1パート
愛は泣いていた。おばあちゃんに本当は好かれたかったもっとあそびたかった。勉強なんてしたくなくておばあちゃんともっともっとお話したかった。
「これは聞いた話なんだが・・・・・」
拓人が口を開いた。
「実はおばあちゃん、発表会いってたんだよ。」
「え?」
「この写真。」
写真は家族が愛のピアノを弾いているところを写真におさめていた。
「これは撮るのに最後尾の後ろに立たなくちゃならない。おばあちゃんはみんなと愛が一緒に写ってる写真を撮りたくてそこにいたんだ。」
「なんで今まで・・・・・」
「この写真、愛にピントがあってなかったんだよ。愛の演奏に感動してたのか泣きながら撮ってて、ぶれたのを知られるのが恥ずかしかったんだって。」
なんで拓人がそんな事を知っているのかはわからなかったが愛はとにかくうれしかった。今度はうれしくて泣いていた。
真美が力の入った声でいった。
「愛ちゃん。あなたが拓人の娘、私の孫だとしたら私があなたの事を嫌いになることなんてない。それだけは、それだけは自信がある!」
「もし、あなたが私の事を嫌いになったんだとしたらその原因は私だ。」
真美はとても珍しくおしゃべりだった。
「あのね、学生時代瑠奈は塾の先生のバイトをしていて楽しそうだった。でも塾の先生のバイトをするには勉強していい高校、大学へ行く必要があって勉強が必要だった。拓人は大の勉強嫌いでしない子だったんだけど放任してたら成績下がった。
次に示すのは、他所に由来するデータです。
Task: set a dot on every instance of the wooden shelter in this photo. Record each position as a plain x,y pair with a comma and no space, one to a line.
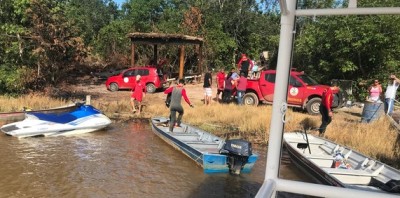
156,39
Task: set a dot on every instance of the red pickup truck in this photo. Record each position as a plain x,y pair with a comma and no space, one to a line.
303,92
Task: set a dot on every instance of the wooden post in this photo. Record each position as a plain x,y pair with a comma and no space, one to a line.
87,102
181,61
132,54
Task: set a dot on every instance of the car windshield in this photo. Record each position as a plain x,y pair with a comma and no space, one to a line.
308,80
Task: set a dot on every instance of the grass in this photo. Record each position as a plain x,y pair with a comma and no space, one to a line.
377,139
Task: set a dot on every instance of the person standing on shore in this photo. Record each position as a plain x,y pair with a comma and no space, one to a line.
138,92
207,87
220,83
177,93
245,65
390,94
241,88
228,87
375,91
326,110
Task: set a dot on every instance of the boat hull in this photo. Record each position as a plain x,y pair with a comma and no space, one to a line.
208,157
20,115
319,158
84,120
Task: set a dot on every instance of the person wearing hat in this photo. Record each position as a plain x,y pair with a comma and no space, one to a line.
138,92
245,65
325,108
177,93
390,94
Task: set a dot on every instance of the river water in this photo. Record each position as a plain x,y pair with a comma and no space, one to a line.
124,160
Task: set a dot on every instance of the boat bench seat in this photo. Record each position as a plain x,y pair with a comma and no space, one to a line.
327,157
339,171
304,142
202,142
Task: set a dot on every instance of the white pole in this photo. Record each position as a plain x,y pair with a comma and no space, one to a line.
390,100
280,94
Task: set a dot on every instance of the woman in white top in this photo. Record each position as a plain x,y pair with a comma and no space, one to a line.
390,94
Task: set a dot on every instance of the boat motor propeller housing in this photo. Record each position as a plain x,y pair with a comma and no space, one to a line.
238,152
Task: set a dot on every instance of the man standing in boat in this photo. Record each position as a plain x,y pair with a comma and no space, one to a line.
177,93
325,108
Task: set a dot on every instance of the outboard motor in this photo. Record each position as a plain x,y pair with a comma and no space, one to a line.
238,152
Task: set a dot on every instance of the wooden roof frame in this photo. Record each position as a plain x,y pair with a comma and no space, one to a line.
156,39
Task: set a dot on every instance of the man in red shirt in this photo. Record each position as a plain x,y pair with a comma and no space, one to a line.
138,92
326,110
220,82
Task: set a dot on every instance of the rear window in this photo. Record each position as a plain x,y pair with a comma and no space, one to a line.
135,72
308,80
270,78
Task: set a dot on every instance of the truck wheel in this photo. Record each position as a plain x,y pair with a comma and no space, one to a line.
250,99
150,88
313,106
114,87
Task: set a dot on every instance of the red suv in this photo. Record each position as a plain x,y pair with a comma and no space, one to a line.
151,76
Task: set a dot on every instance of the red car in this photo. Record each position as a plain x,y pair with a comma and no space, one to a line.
151,76
303,91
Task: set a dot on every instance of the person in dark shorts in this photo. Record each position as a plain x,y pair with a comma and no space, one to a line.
326,110
245,65
177,93
220,82
207,87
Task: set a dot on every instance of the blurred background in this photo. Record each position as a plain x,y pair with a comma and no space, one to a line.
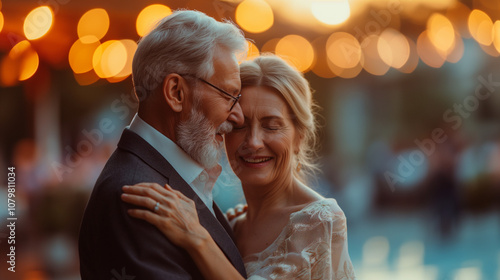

高校、大学へは行けたんだけど塾の先生へはたくさん受けたのに面接でだめだった。拓人は塾の先生のバイトをできずじまいだった。それが悪いわけではないけどだからもし孫ができたら今度は勉強して塾の先生とかバイトだけに関わらず自分のやりたい進路を自由に選べる幸せをつかんで欲しかった。」